In 1974, when author Norman Maclean started his book about the Mann Gulch fire, where 13 young men -- Smokejumpers who parachuted from the sky -- perished,  he, like the century, was in his 70's, and didn't realize it would consume the last decade of his life. Though that fact wouldn't have surprised him. The book is about mortality; an old man writing about what it feels like to die young.

And he started the book because,

"The problem of self-identity is not just a problem for the young. It is a problem all the time. Perhaps the problem. It should haunt old age, and when it no longer does, that will tell you that you are dead." NM

But facing fire is a young man's game. Because you can't be brave or courageous, you have to be fearless. You have to believe, as we all did at 19 or 22, that you are greater than any obstacle. And in this you'll be either right, or wrong.

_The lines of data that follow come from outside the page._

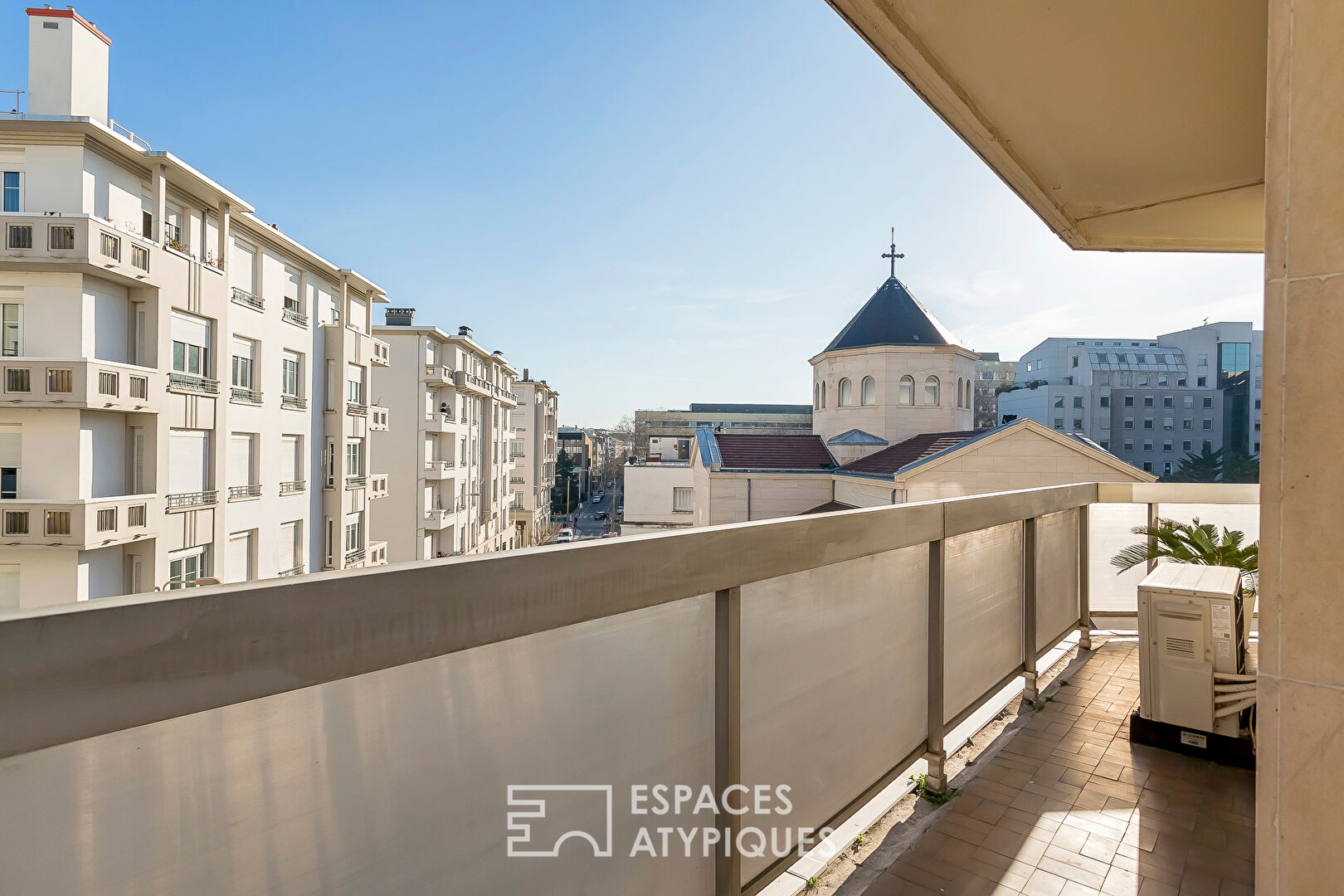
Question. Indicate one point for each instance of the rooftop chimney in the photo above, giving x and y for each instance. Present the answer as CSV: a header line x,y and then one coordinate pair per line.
x,y
67,65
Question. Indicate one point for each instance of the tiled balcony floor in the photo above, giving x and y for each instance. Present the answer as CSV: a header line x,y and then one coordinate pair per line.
x,y
1068,806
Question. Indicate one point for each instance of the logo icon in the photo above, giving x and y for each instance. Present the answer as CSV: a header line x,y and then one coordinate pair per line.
x,y
528,806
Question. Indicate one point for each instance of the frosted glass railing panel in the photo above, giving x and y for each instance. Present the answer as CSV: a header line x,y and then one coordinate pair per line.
x,y
1057,575
1108,533
983,611
834,683
394,781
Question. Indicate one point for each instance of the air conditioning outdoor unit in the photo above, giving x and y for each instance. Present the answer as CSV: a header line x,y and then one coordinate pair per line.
x,y
1192,635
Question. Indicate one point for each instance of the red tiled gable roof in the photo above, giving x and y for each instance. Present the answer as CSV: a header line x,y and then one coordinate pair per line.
x,y
828,507
913,449
774,451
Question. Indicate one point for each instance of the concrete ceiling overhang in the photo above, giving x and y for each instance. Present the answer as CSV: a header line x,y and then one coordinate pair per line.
x,y
1124,125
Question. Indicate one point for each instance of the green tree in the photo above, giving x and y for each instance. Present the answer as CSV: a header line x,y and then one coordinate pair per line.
x,y
1194,542
1239,466
1205,466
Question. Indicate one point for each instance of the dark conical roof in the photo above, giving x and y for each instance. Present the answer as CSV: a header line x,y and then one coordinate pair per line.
x,y
891,317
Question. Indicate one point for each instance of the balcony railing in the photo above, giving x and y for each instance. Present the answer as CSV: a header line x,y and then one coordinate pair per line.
x,y
192,383
903,626
191,499
249,299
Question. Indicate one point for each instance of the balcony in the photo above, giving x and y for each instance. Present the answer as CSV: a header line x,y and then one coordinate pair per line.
x,y
244,395
80,384
246,299
378,485
84,524
382,353
438,375
190,500
706,657
192,383
244,492
292,314
440,469
485,388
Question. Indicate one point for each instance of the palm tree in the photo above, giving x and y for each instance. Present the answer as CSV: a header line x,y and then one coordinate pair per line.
x,y
1194,542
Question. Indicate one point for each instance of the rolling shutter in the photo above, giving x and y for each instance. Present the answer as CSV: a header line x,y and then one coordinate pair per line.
x,y
241,460
238,558
187,461
11,445
290,465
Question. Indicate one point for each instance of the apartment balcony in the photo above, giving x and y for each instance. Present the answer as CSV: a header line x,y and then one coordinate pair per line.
x,y
246,299
438,375
80,384
440,422
82,524
485,388
437,518
382,353
42,242
834,653
377,485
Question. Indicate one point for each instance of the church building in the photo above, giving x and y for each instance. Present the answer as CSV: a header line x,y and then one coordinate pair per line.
x,y
893,421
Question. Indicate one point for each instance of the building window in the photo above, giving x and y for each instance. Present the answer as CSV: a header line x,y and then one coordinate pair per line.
x,y
21,236
683,500
14,191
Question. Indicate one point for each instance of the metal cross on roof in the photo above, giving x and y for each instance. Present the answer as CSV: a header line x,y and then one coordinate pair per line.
x,y
893,254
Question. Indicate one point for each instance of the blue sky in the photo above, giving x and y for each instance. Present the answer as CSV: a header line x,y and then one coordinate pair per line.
x,y
647,204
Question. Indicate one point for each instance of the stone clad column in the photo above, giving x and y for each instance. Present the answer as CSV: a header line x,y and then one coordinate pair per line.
x,y
1300,778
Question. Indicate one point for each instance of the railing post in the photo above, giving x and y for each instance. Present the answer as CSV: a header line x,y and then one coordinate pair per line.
x,y
936,779
1152,539
1029,592
728,733
1083,583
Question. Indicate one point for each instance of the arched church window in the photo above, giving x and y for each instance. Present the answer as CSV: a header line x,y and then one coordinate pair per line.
x,y
908,390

"In 1949, the Smokejumpers were still so young that they referred affectionately to all fires they jumped on as "ten o'clock fires," as they already had them under control before they jumped. They were still so young they hadn't learned to count the odds and to sense they might owe the universe a tragedy." NM

Maclean himself fought Montana forest fires while in his teens, and one time was trapped between a fire ahead and a fire below.

 "As a fire up a hillside closes in, everything -- fear, thirst, terror, a twitch in the flesh that still has a preference to live -- all becomes simply exhaustion. Burning to death on a mountainside is dying at least three times -- first, considerably ahead of the fire, you reach the verge of death in your boots and your legs; next, as you fail, you sink back in the region of strange gases and red and blue darts where there is no oxygen and here you die in your lungs; then you sink in prayer into the main fire that consumes, and if you are a Catholic about all that remains of you is your cross." NM

On a personal note, I'm sorry that I didn't use my fearless years for any better purpose than to please myself. Fearless firefighters saved us here, in 2009, when our hills were blazing. I walked around at night, and saw the older ones carrying supplies, and the young ones in exhausted heaps, lying by the side of the road, down from the thick of it, faces black with smoke.

While not religious, I'll say a prayer tonight to something -- the stars or the moon -- for the 19 who died battling Yarnell Hill.